Я хочу знать, что хотя бы часть моей жизни была самой обычной.

Как у всех.

У многих были воображаемые друзья.

Не важно в каком возрасте.

Я хочу знать, что лучше пусть Кевин был воображаемым, чем порождением Тьмы.

– Наверное, это было просто воображение – кивает он, сказав то, что я и хотела услышать – такое бывает сплошь и рядом.

– Да.. – облегченно выдыхаю – я тоже подумала, что Кевин не мог быть реальным.

И тут папино лицо каменеет:

– Как ты сказала? Кевин?

– Ну.. да..

– Кевин еще что-то говорил?

– В каком плане?

– Что-то.. чего ты не могла знать? – папа становится таким серьезным, что я начинаю невольно паниковать.

– О чем ты? Я не понимаю.

– Воображаемые друзья говорят только то, что можешь знать ты. Так или иначе. У тебя были до его появления друзья с именами «Кевин»? Или просто ребята в садике?

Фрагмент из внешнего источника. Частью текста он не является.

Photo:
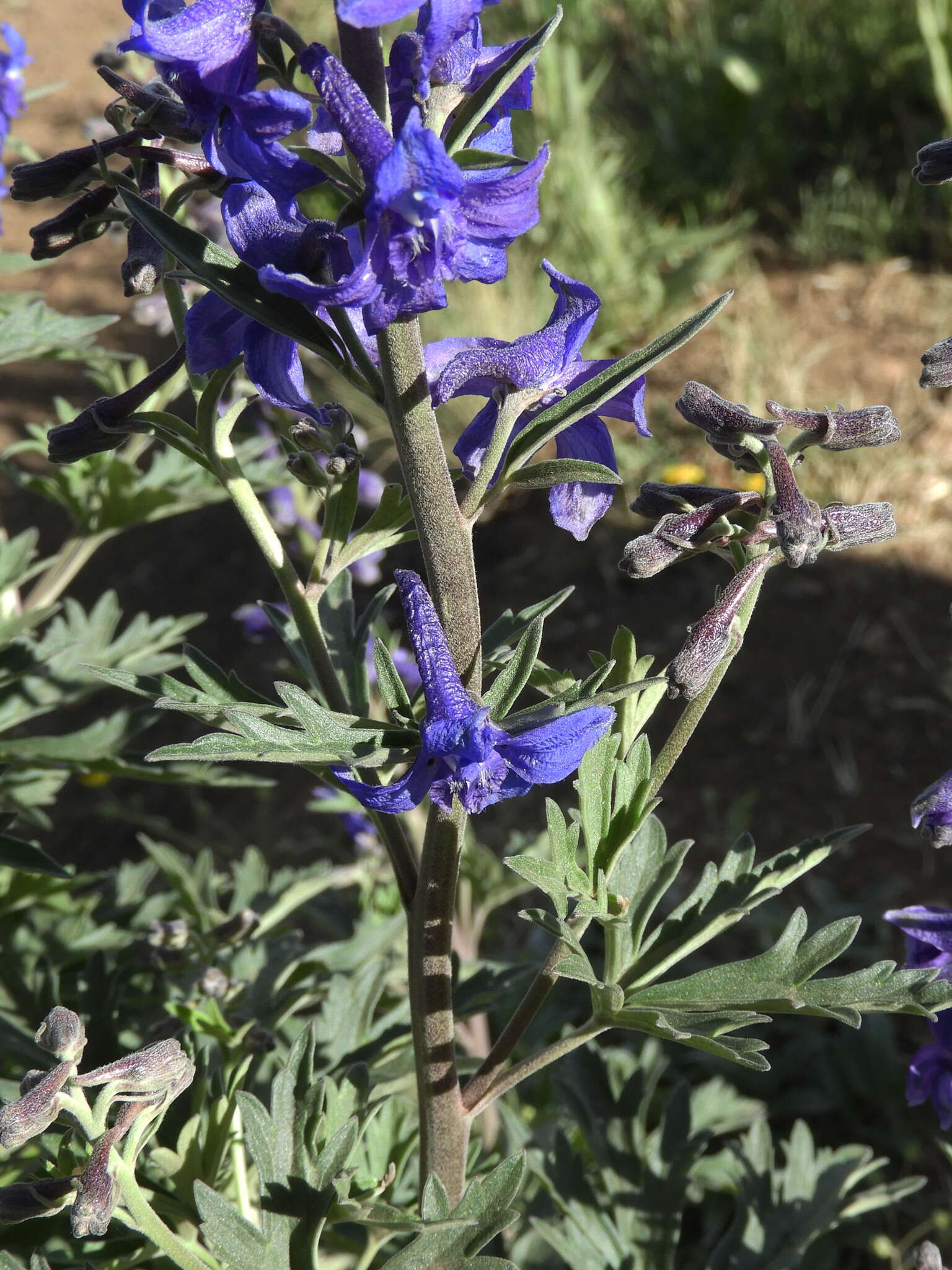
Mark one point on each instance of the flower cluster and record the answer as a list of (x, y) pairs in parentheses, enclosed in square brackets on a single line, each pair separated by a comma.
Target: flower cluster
[(752, 531), (140, 1088)]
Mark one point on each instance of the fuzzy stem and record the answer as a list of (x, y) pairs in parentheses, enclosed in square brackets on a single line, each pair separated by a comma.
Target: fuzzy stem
[(536, 1062), (444, 1128), (446, 539)]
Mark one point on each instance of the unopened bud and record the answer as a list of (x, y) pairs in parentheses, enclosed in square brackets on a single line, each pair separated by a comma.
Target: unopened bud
[(106, 425), (858, 525), (931, 812), (163, 111), (155, 1070), (933, 164), (238, 928), (79, 223), (656, 499), (30, 1116), (63, 1034), (710, 639), (40, 1198), (937, 366), (702, 407), (799, 520), (66, 172)]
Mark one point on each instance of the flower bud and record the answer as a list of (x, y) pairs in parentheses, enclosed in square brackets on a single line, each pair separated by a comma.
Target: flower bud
[(63, 1034), (933, 164), (106, 425), (40, 1198), (702, 407), (858, 525), (656, 499), (937, 366), (157, 103), (79, 223), (799, 521), (66, 172), (931, 812), (33, 1113), (710, 639), (238, 928)]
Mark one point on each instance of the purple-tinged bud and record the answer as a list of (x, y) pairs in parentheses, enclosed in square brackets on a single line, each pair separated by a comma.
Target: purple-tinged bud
[(710, 639), (238, 928), (63, 1034), (933, 164), (799, 520), (40, 1198), (858, 525), (674, 536), (32, 1114), (79, 223), (702, 407), (656, 499), (157, 103), (145, 259), (931, 812), (937, 366), (106, 425), (66, 172)]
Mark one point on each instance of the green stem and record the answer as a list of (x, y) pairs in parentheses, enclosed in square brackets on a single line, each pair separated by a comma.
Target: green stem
[(444, 1128), (150, 1225), (695, 711), (446, 538), (536, 1062)]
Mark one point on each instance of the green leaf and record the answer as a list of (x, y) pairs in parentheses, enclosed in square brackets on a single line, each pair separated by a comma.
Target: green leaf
[(596, 391), (478, 106), (235, 281), (560, 471)]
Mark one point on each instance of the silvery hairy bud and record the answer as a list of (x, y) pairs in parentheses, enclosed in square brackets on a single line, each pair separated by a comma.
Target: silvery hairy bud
[(40, 1198), (839, 429), (66, 172), (79, 223), (238, 928), (933, 164), (674, 536), (710, 639), (937, 366), (799, 520), (858, 525), (33, 1113), (656, 499), (163, 111), (145, 259), (106, 425), (702, 407), (156, 1070), (63, 1034)]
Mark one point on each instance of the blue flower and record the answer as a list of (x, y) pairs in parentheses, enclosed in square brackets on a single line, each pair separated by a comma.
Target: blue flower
[(11, 83), (931, 812), (428, 220), (462, 752), (541, 367)]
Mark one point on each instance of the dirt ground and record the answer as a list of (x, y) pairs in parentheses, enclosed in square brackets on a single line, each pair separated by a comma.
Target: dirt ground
[(838, 709)]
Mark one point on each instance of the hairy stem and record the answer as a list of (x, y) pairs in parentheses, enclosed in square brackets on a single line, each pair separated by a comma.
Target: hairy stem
[(444, 1128), (444, 536)]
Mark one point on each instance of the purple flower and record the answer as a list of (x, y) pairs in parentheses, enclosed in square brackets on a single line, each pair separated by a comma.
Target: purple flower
[(11, 83), (931, 812), (542, 367), (428, 220), (931, 1071), (928, 934), (462, 752)]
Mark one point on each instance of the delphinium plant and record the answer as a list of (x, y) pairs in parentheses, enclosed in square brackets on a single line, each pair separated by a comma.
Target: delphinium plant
[(377, 1064)]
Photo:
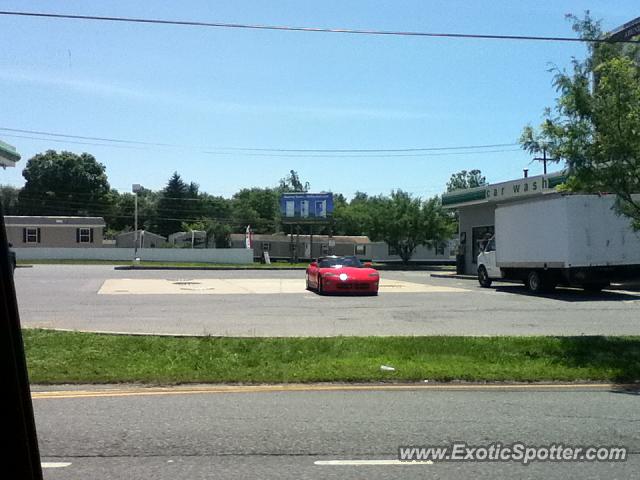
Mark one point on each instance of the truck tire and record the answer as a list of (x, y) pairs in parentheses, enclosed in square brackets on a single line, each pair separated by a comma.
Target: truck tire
[(594, 287), (535, 282), (483, 277)]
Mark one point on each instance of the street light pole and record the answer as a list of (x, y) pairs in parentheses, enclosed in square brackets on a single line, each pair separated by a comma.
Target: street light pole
[(135, 223)]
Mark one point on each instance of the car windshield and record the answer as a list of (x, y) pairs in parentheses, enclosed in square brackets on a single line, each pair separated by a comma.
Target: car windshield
[(335, 262)]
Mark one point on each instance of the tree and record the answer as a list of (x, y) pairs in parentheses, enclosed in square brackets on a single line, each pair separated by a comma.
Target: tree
[(174, 206), (404, 222), (218, 234), (292, 183), (257, 207), (595, 125), (466, 179), (64, 184), (9, 199)]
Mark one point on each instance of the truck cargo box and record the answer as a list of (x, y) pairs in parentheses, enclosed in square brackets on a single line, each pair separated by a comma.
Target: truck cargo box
[(564, 231)]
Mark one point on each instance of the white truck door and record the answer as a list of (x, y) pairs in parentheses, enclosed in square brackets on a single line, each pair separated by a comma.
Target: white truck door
[(488, 258)]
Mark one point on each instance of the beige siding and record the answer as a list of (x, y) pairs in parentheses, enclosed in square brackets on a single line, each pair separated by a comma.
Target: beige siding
[(54, 236)]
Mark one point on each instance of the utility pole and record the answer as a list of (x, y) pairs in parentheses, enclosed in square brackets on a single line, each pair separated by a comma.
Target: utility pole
[(544, 159), (135, 188)]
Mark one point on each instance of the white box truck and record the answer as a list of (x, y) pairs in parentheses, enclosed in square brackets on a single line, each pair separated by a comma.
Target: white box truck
[(573, 240)]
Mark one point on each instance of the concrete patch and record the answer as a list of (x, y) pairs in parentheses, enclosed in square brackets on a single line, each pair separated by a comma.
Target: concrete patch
[(220, 286)]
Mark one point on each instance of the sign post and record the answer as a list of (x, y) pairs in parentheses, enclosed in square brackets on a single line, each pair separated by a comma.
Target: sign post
[(301, 208)]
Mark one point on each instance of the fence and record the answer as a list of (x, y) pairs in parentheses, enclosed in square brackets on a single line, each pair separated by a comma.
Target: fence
[(208, 255)]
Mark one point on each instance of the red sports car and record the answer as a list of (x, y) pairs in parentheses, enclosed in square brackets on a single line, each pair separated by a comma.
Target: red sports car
[(342, 275)]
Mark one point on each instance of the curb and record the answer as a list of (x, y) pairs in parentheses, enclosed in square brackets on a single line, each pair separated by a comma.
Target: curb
[(143, 267), (454, 275)]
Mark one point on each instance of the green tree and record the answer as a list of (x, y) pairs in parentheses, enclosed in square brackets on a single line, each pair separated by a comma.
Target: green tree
[(292, 183), (218, 234), (9, 199), (64, 183), (405, 222), (175, 206), (464, 179), (594, 127), (257, 207)]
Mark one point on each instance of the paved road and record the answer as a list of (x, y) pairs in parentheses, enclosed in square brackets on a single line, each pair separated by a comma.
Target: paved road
[(67, 297), (283, 434)]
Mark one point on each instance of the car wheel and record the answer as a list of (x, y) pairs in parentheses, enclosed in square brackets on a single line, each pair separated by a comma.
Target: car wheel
[(483, 277), (535, 282)]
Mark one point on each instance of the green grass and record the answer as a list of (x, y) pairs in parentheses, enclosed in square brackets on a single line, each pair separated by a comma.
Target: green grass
[(68, 357), (161, 264)]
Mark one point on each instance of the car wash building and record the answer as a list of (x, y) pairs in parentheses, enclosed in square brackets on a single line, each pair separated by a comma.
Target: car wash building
[(476, 211)]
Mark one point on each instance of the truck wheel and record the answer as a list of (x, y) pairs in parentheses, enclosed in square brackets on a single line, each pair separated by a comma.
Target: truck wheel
[(594, 287), (483, 277), (535, 282)]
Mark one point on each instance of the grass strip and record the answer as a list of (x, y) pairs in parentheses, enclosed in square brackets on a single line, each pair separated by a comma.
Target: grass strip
[(73, 357)]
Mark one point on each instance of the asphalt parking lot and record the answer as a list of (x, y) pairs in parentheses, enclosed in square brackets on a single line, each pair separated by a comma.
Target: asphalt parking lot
[(275, 303)]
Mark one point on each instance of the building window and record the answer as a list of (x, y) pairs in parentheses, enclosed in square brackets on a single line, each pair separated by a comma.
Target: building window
[(31, 235), (84, 235), (480, 236)]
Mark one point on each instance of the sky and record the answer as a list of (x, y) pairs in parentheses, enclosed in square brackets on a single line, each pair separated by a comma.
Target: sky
[(210, 92)]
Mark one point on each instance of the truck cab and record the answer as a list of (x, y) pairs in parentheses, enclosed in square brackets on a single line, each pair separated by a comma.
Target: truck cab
[(487, 266)]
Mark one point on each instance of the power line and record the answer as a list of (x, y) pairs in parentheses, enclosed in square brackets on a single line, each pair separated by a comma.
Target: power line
[(253, 151), (190, 23)]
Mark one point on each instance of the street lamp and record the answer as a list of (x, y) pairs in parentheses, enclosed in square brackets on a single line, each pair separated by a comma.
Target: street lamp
[(135, 188)]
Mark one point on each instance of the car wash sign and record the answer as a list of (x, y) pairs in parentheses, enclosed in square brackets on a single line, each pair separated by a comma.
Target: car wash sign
[(308, 207), (523, 187)]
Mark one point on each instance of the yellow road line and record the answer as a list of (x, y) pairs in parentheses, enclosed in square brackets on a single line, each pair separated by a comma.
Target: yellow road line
[(181, 390)]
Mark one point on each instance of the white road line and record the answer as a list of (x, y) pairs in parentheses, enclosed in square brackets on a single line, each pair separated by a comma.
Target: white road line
[(55, 464), (369, 462)]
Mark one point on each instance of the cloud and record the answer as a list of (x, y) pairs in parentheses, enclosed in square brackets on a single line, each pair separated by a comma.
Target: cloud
[(177, 100)]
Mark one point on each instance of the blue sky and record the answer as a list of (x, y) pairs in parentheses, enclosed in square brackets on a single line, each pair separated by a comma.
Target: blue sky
[(210, 89)]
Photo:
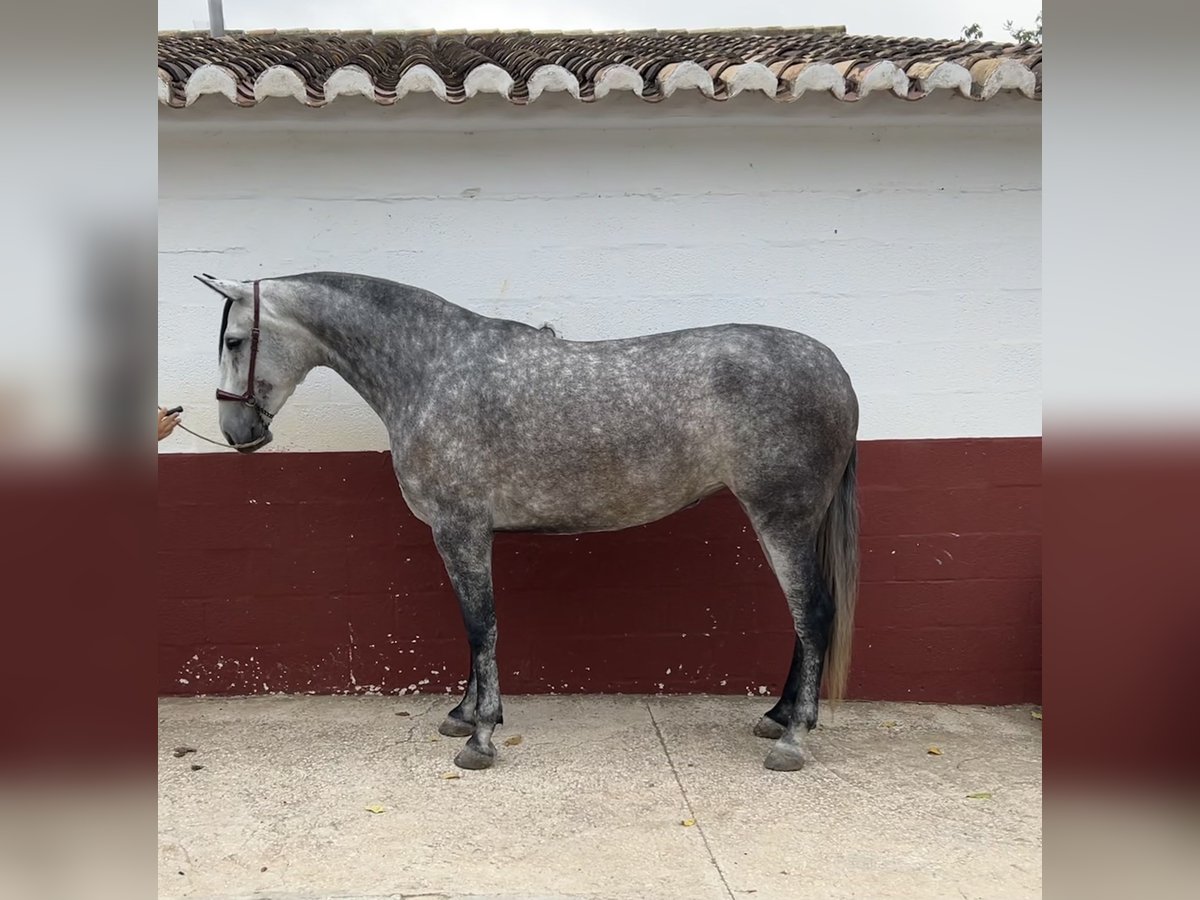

– Нет.. не знаю.. – переживаю, едва уже не ломая пальцы – может быть.. наверное..

– Он говорил что-то, чего ты не могла знать?

– Сказки? – скорее спрашиваю, чем отвечаю – я не знаю.. но он рисовал.. я точно не рисовала и..

Но тут меня осеняет.

Как я могла забыть такое очевидное!

Конечно он говорил, чего я НИКАК не могла знать!

– Да.. – шепчу на выдоху и смотрю папе в глаза – он говорил пророчества.

– Пророчества? – озабоченно переспрашивает.

– Да. Но это было не всегда. Только в последнюю неделю перед.. этим всем. Он с точностью знал, что произойдет. Он предупредил меня о Нейте.. поэтому я успела сбежать с уроков и помочь ему. Он говорил, что отчим найдет их именно в этот день.. и когда именно привезет домой.. – тут мои глаза широко распахивается и я вскрикиваю – он знал! Знал о том, что случится!

– Подожди, о чем знал и..

– Знал! – перебиваю я, уже начиная кричать в возбуждении – он говорил, что мы некуда не переедем, как раньше говорил о Нейте! Он знал, что я всех их убью! Он предупреждал, но.. как-то непонятно.. – теперь меня уже начинает колотить дрожь осознания – почему он не мог сказать прямо!? Он мог это предотвратить!

На удивление – мое открытие отца нисколько не изумляет.

Скорее, немного озадачивает, но не больше.

Вздохнув, он кладет мне ладонь на плечо:

– Солнышко, боюсь он ничего не мог предотвратить. Духи не могут вмешиваться в предначертанный ход событий Мира Живых. Они могут намекать – но лишь абстрактно. И чем существеннее событие – тем менее очевидные намеки им дозволены. У него не было никакого шанса это остановить.

Теперь я понимаю, что папа говорить о Кевине, не как о воображаемом друге.

– «Духи не могут»? – хмурюсь – хочешь сказать, что Кевин – дух?

– Странно, что ты этого не поняла сразу, когда я тебе все рассказал.

– Что рассказал?

– Свою историю.

– Причем здесь твоя история? – начинаю путаться все больше – Кевин тоже проклятый?

– Нет. Он единственный из нашей семьи, кому повезло им не стать.

(..я просто делал то, что делал. я убил своего старшего брата. того самого, предшествующего мне ребенка. кевина. он и старше-то меня был всего на два года..)

– Кевин был моим старшим братом. И первой жертвой.